Ein Staatsoberhaupt muss kein Heiliger von heroischem Tugendgrad
im Sinne des Kirchenrechts sein. Aber so trist und gewöhnlich wünscht
man sich die Bürgerdemokratie auch nicht: dass der erste Bürger des
Staates als jemand ertappt wird, der nach dem kleinen Vorteil greift
wie der Schnäppchenfreund auf dem Markt der Möglichkeiten. Demokratie
braucht Führung, und die Republik benötigt Stil sowie
Spitzen-Republikaner mit Gespür dafür. Schon Wulffs Vorgänger
mangelte es daran, man bedenke seinen lachhaften Hopplahopp-Abgang im
Mai 2010. An der dummen Kreditgeschichte – Affäre möchte man es nicht
nennen – stört neben dem Stillosen und Gschaftlhuberischen das
Halbherzige, mit dem die Öffentlichkeit aus Schloss Bellevue
informiert wird. Anzuerkennen ist, dass der Bundespräsident sich für
fehlende Geradlinigkeit entschuldigt hat. Da schien Wulffs
altbekannte Redlichkeit auf. Schwerer zu ertragen war anschließend
der salbungsvolle Ton seiner Weihnachtsansprache.
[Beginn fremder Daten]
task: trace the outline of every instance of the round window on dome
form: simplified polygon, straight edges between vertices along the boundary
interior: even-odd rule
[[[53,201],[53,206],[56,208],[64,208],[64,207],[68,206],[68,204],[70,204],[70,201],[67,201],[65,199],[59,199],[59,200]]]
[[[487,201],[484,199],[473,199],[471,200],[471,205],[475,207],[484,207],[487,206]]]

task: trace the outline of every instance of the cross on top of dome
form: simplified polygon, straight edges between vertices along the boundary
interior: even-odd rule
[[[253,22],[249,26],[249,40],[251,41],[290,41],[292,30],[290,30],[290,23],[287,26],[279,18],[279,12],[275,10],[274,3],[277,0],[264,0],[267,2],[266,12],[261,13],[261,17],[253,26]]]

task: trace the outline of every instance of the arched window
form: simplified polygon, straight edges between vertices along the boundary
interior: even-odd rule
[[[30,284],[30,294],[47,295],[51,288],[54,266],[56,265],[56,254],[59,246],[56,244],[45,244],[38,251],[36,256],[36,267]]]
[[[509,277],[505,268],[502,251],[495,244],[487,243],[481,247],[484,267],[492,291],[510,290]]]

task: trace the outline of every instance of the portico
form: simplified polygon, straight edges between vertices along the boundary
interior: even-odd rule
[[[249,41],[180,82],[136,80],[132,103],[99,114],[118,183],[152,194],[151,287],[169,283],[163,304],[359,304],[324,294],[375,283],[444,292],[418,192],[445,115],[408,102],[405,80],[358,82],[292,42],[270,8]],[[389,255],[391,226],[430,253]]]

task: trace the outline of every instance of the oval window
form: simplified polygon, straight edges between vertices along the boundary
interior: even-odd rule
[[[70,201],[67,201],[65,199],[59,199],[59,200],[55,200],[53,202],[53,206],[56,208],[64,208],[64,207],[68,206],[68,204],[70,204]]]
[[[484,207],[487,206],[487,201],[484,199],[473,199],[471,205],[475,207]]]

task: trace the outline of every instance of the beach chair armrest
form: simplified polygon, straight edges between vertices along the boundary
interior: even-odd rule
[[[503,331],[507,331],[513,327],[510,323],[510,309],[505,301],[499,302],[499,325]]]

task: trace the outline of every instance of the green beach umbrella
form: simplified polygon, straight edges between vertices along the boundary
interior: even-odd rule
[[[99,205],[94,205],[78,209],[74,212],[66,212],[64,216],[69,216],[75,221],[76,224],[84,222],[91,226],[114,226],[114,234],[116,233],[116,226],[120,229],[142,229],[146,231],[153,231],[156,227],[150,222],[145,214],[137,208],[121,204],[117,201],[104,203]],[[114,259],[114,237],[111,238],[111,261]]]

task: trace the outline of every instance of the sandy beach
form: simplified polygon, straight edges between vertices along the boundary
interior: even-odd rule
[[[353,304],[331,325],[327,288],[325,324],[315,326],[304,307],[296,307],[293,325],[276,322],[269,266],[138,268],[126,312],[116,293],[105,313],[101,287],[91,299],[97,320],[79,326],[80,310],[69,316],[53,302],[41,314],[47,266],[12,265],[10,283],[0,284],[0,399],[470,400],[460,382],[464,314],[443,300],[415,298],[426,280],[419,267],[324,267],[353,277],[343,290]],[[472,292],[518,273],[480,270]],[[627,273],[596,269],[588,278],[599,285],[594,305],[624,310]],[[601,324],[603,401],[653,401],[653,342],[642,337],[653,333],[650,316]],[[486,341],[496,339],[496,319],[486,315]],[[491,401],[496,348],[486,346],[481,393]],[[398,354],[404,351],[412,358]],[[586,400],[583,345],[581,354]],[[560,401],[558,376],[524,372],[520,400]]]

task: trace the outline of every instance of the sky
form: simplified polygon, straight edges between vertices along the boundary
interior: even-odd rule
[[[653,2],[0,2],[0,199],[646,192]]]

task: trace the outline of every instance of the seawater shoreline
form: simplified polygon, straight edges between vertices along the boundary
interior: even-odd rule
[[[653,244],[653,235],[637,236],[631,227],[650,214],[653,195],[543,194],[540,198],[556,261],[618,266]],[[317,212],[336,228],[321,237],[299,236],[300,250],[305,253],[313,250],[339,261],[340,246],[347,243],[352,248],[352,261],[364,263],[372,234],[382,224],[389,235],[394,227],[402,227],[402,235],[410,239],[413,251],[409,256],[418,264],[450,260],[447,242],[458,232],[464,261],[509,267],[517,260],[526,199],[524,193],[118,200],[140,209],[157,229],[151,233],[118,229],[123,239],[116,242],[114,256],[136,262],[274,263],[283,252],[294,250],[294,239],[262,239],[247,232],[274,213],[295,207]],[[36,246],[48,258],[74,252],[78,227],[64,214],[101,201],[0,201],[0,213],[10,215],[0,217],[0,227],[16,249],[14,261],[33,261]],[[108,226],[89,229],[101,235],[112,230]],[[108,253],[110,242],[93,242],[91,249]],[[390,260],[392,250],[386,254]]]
Wer mit einem Bein
in der Tinte steckt, dem stehen allein Selbstironie, vielleicht
Heiterkeit oder wenigstens Größe und eine gewisse Eleganz im Pech.
Wulff fehlt das. Es ist ein Jammer, dass die Zeiten von
Bundespräsidenten nach Art des barocken Herzog, des feinen von
Weizsäcker, des eckigen Heinemann perdu sind.